Personal information
- Date of birth: 10 June 1997 (age 29)
- Place of birth: Les Abymes, Guadeloupe
- Height: 1.85 m (6 ft 1 in)
- Position: Forward

Team information
- Current team: FC Gifu
- Number: 17

Youth career
- 2003–2012: Solidarité Scolaire
- 2012–2017: Caen

Senior career*
- Years: Team / Apps / (Gls)
- 2013–2017: Caen B / 34 / (8)
- 2017: Caen / 5 / (0)
- 2017–2020: Rennes / 6 / (1)
- 2018: → Valenciennes (loan) / 12 / (1)
- 2018–2019: → Orléans (loan) / 20 / (7)
- 2019–2020: → Caen (loan) / 5 / (0)
- 2020–2022: Clermont / 48 / (3)
- 2022–2023: Grenoble / 41 / (7)
- 2023–2025: Laval / 33 / (1)
- 2025–2026: Concarneau / 24 / (4)
- 2026–: FC Gifu / 2 / (1)

International career^{‡}
- 2013: France U16 / 11 / (7)
- 2013–2014: France U17 / 2 / (0)
- 2015: France U18 / 3 / (0)
- 2018: France U20 / 5 / (4)
- 2023–: Guadeloupe / 7 / (1)

= Jordan Tell =

Guadeloupean footballer (born 1997)

Jordan Tell (born 10 June 1997) is a Guadeloupean professional footballer who plays as forward for Japanese side FC Gifu. A former youth international for France, he plays for the Guadeloupe team.

==Club career==
In July 2020, Tell joined Clermont.
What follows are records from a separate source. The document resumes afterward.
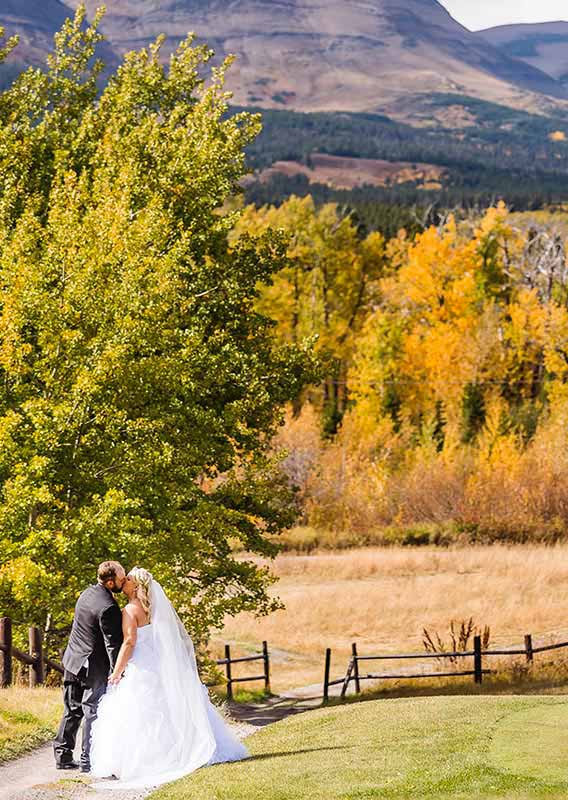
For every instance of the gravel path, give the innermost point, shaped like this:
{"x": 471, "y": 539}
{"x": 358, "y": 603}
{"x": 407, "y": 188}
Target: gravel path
{"x": 34, "y": 777}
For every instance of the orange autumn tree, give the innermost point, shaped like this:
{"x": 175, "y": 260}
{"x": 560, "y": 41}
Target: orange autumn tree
{"x": 327, "y": 289}
{"x": 459, "y": 385}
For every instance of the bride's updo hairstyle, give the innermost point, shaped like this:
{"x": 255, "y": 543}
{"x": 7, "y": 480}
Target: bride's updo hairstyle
{"x": 144, "y": 580}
On 31 January 2022, Tell signed a 1.5-year contract with Grenoble. On 1 September 2023, he transferred to Laval.

==International career==
Tell was born in Guadeloupe, and opted to play for France as a youth international. In March 2023, he decided to play for the Guadeloupe team.